In some form I review practically every book that I read. When it comes to academic books, I have written a number of reviews that have been published. Books also get effectively reviewed in the way I use them (or don’t use them) in my own research. In the early days I partly did academic book reviews to get experience of writing for a publication, but I still do them, usually having been approached to do the review based on my knowledge of the subject area. Going forward I will provide more links to such reviews from my site. When it comes to the other books that I read, I will always put a review on Goodreads/Amazon/etc. I have written a post that partly discusses the importance of this before, so won’t repeat myself here. Bottom line, I try to avoid just giving a star rating – often the platform doesn’t include such ‘reviews’ when producing the average score – and will try to add some text about what I enjoyed (or didn’t enjoy) about the book (without including spoilers as much as possible).
One category of book that I have particularly enjoyed reading in recent years have been biographies, autobiographies and other books related to my favourite musicians and actors. Of these, my favourite is ‘Nasher Says Relax‘, which I have the paperback, audiobook and ebook versions of. The most recent one that I have completed is ‘Pet Shop Boys, Literally‘ by Chris Heath.
There were three things that made this a particularly enjoyable book for me.

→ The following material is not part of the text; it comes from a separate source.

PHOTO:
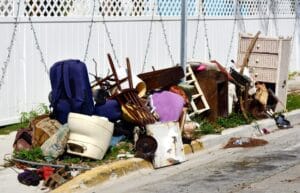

First, the book, which follows the Pet Shop Boys, one of my favourite bands, as they embarked on their first every tour (in Hong Kong, Japan and the UK) provides wonderful insights to the group itself and also what the pop world was like then. Much of what I read confirmed what I thought I know about the group. But, reading their comments and views, is a very natural and different extension to the music. Perhaps it works so well due to the type of music and lyrics that they put together in a way that may not work for some other musicians.
Second, as someone who deals with Japan a lot, it was interesting to see their experience of Japan. Although this wasn’t their first trip to Japan, it was the first time to do concerts. It was particularly interesting as the visit came just a couple of weeks before my own first visit to Japan in 1989. However, one aspect of their trip I was not expecting to read. While travelling on the shinkansen (‘bullet train’), which has been an aspect of my research for the past 20 years and the subject of my own book, articles and a novel, they discuss the JL123 plane crash which I have also researched for over 13 years and written other books, articles, chapters, and posts. I wish I had come across the Pet Shop Boys book before (I only became aware of it after the recent re-issue) as I could have got the Pet Shop Boys into my book Dealing with Disaster in Japan, particularly when discussing the isho.
The third aspect that I liked about the book, which is something that is a feature of all my favourite books, is where, despite being set in a very different to the world in which I live (in this case, the world of musicians on tour), there is content that helps me to think about my own views on things. This, I think, should be a feature of most, if not all, novels. I, perhaps, wouldn’t expect quite so much in biographies and other such books. But, I guess, given the nature of the Pet Shop Boys music, I shouldn’t have been surprised to have such content in the book. There was one passage that stuck out to me…
I have written before about why I write novels, and I know that one of the reasons I have got so much out of my research on JL123 has been the chance for self-exploration and, to a lesser degree, self-expression. I feel like I can relate to what Neil Tennant says though.
Having read ‘Pet Shop Boys, Literally’, I’m now looking forward to reading ‘Pet Shop Boys versus America‘, which I shall move on to shortly.